In the afternoon, we drove to Amarillo. That was a nice drive. We passed some weird places. Like Cuervo, NM. All the buildings on the South side of I-40 are abandoned. The ones on the North side were mostly trailers, and Dad was pretty sure people lived there although I have my doubts. When we got to Amarillo, there was a big thunderstorm, and I pooped in my pants (unrelated). Amarillo was really humid. I have to say, I'm not so big on humidity. Mom wanted to know why they named it "Yellow." I tried to tell her it was "Amari-low," not "Ama-ree-o," but I don't have control of my vocal chords, so no dice.

That Motel 6 had a laundry room, so Mom washed all my sweaty clothes, and the ones with spit-up and poop on them. It also had pergo floors, which is pretty smart (Mom says so). My brother and sister didn't poo on the floor (that night), but I bet someone else's did. Dad says it's easier to clean pergo than carpet.

Next up, it was Shawnee, Oklahoma. In between, we stopped at the largest cross in the western hemisphere. It's made out of aluminum siding. Dad says nothing shows spiritual devotion like building gigantic crosses out of aluminum siding. There were also a bunch of creepy statues there. Most of them Jesus was getting beat up or forced to carry some really heavy stuff. One of them was of Jesus and an Indian Chief hanging out. I thought it must be a Mormon thing, since Jesus didn't meet any Indians in the bible. But then I remembered that Mormons don't like crosses, so that didn't make sense either. Finally, Dad told me it was a Roman Centurion with a funny hat, not an Indian Chief. I didn't know Romans and Indian Chiefs wore the same hats, but I guess you learn something new every day.

After the big cross thing, we went to a place called a "trading post." Mom wants moccasins, but she can't find any she likes. Dad made me take a bunch of pictures with weird stuff. I think he thinks I'm a prop.

When we got to Shawnee, Dad was all excited because of some old song. Then he got all upset because the internet told him that Woody Guthrie was a down and dirty liar, and Pretty Boy Floyd never did anything worth noting in Shawnee. Dad got pretty sad. I don't really know what any of that means. Motel 6 was full, so we stayed at La Quinta. They make you pay $10 per sibling. Yolee didn't appreciate that, so she pooped on the floor. It was a pretty nice place, but not quite as nice with dog poo on the carpet.

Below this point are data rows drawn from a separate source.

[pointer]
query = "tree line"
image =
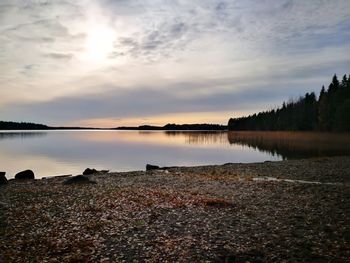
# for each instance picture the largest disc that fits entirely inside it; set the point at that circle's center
(9, 125)
(330, 112)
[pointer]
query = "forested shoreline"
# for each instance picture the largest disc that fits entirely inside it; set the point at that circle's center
(330, 112)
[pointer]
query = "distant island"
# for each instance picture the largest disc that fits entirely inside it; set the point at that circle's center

Today, we drove to Middleofnowhere, Arkansas (not your Kansas, Arkansas). That's where Grandad and Bobbi live. Dad says their house is wicked pissah, and it's too bad they live 50 miles from nowhere. But the stars here are amazing. At least, they would be if I wasn't asleep. Dad was pretty impressed with them, though. And today we drove past Troy Aikman's home town, and Mom and Dad stopped 3 times for ice cream and lime-aid at some place called Braum's. They kept talking about how delicious it is, but I don't have teeth or enzymes, as previously discussed, so I was left out of it.

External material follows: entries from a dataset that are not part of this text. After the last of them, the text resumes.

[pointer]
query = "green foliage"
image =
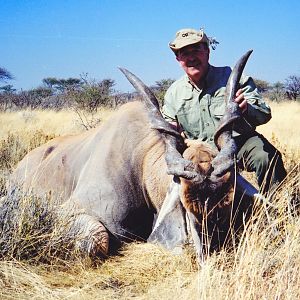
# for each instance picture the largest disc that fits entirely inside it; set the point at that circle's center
(61, 85)
(13, 148)
(277, 93)
(261, 85)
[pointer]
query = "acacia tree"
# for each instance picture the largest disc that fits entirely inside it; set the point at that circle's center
(5, 75)
(292, 87)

Overall, it's been a pretty cool trip. I get my ass wiped, I sleep as much as I want, and if I cry I get to suck on boobies. Sometimes I get to suck on boobies even when I don't cry. Here are 10 things I've learned about America:

1) In Oklahoma, they put up signs announcing that famous people once lived in a town and inviting you to visit based on that and that alone

2) In Texas and Oklahoma they like to show their devotion to Jesus by building monuments on the side of the interstate. We saw at least 4, plus many billboards

3) All highway-side "Indian Trading Posts" sell the same stuff, really

4) West Texas is friggin humid

5) Mosquitoes are NOT cool

6) Motel 6 has a corporate policy against putting alarm clocks in their rooms (or at least a strangely consistent lack of them in just the Motel 6 locations we've visited)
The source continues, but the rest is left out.